U2 continues to matter because they know these questions in our heart of hearts, and they sing them. Eighteen years ago, to a martial beat, they sang, "The battle's just begun to claim the victory Jesus won." Friday night, they proclaimed that beginning yet again, a perpetual beginning perhaps, which may explain the undiminished conviction in the evening's delivery of Sunday Bloody Sunday, touched now with a humility and faith in the face of disillusion that they could not conjure in 1983. "Thanks for spending your hard-earned cash on a rock show," Bono told us, like we might merely be indulging in an expensive night out without the kids. (Or without the parents.) As if, Bono.

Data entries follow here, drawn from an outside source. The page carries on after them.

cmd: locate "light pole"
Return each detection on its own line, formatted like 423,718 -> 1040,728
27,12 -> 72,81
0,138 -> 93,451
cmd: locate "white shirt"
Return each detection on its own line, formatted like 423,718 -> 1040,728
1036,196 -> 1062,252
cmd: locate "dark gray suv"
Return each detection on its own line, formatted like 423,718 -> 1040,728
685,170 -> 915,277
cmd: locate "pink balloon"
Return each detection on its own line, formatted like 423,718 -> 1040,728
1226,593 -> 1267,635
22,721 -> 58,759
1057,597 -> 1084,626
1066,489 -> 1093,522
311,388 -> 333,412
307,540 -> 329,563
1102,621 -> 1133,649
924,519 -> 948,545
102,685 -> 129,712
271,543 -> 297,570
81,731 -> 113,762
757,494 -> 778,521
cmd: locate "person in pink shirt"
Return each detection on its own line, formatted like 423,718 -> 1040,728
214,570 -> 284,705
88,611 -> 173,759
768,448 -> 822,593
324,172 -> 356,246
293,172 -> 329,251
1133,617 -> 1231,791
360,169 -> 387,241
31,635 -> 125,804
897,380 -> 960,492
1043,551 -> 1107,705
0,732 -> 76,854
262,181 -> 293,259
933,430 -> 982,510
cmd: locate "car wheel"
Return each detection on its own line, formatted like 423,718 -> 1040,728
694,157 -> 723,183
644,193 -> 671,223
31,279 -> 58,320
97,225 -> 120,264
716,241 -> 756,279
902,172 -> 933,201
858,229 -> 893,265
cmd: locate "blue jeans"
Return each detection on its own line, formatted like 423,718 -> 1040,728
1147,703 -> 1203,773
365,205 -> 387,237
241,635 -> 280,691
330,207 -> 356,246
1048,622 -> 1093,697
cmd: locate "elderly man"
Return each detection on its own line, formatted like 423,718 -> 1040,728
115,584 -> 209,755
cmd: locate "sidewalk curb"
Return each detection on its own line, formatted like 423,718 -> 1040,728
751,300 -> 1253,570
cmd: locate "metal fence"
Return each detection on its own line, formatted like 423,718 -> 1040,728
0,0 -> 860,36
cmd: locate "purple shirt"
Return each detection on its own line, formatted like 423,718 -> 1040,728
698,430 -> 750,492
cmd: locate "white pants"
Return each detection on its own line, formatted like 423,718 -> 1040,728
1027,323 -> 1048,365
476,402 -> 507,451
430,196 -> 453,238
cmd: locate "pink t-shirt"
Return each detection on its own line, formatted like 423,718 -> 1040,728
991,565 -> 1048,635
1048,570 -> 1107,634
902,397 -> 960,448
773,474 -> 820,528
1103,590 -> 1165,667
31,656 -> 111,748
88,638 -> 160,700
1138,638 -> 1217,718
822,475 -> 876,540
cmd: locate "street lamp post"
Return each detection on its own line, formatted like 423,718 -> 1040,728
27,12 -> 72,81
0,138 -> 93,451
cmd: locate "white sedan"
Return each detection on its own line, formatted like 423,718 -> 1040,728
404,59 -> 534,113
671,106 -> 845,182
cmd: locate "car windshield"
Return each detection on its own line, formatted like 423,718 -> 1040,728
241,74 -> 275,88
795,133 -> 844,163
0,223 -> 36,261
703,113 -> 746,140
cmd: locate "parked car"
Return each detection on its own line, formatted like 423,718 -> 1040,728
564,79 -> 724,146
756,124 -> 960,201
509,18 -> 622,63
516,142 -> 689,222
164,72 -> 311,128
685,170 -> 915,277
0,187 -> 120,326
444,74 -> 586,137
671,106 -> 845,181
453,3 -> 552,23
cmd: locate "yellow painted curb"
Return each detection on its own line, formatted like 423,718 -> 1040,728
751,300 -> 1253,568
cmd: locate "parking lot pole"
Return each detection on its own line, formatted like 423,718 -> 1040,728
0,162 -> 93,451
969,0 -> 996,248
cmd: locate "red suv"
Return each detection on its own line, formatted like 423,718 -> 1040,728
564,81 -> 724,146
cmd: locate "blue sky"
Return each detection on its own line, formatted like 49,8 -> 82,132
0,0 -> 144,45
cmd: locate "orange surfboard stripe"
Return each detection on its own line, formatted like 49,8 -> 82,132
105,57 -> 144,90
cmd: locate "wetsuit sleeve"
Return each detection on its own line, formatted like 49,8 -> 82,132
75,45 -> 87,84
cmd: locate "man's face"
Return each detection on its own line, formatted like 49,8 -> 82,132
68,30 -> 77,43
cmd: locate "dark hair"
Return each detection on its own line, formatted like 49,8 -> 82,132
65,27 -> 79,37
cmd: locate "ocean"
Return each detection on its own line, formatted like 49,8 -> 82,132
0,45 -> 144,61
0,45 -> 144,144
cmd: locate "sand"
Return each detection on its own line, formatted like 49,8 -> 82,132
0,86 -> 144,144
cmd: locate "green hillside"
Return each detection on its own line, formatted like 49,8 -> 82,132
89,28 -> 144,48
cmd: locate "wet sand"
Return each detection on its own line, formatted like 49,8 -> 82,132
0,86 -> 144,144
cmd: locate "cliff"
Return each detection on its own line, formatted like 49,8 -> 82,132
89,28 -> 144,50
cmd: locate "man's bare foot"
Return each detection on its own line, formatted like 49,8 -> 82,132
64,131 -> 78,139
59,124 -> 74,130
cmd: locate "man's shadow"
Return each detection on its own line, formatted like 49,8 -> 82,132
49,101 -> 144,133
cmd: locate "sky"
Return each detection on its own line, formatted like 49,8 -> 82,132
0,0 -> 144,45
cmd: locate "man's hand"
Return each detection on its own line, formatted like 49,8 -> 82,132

Not when, on Good Friday, he can moan in an almost private aside, "Jesus...I'm alone in this world/and a fucked-up world it is, too/Wake up! Wake up, dead man..." Not when Edge and Bono can duet with equal parts beauty and desperation, "and if our way should falter along the stony pass..." or when they implore us in the closing song, "I know it aches, how your heart it breaks/you can only take so much/Walk on..." Not when With Or Without You has grown from a silky hit single into a swelling tide of longing and surrender and yes, lifts us to a nourishing moment of respite and maybe even peace.
Having established their place in the rock & roll firmament, I'd like to think U2 is carving out a place in the cultural landscape, like Dylan, the Beatles, and Springsteen before them, for taking "pop" music and its mass audience to a place well beyond its mandate. Their mission is compassion. Digging up my soul, the goal is elevation.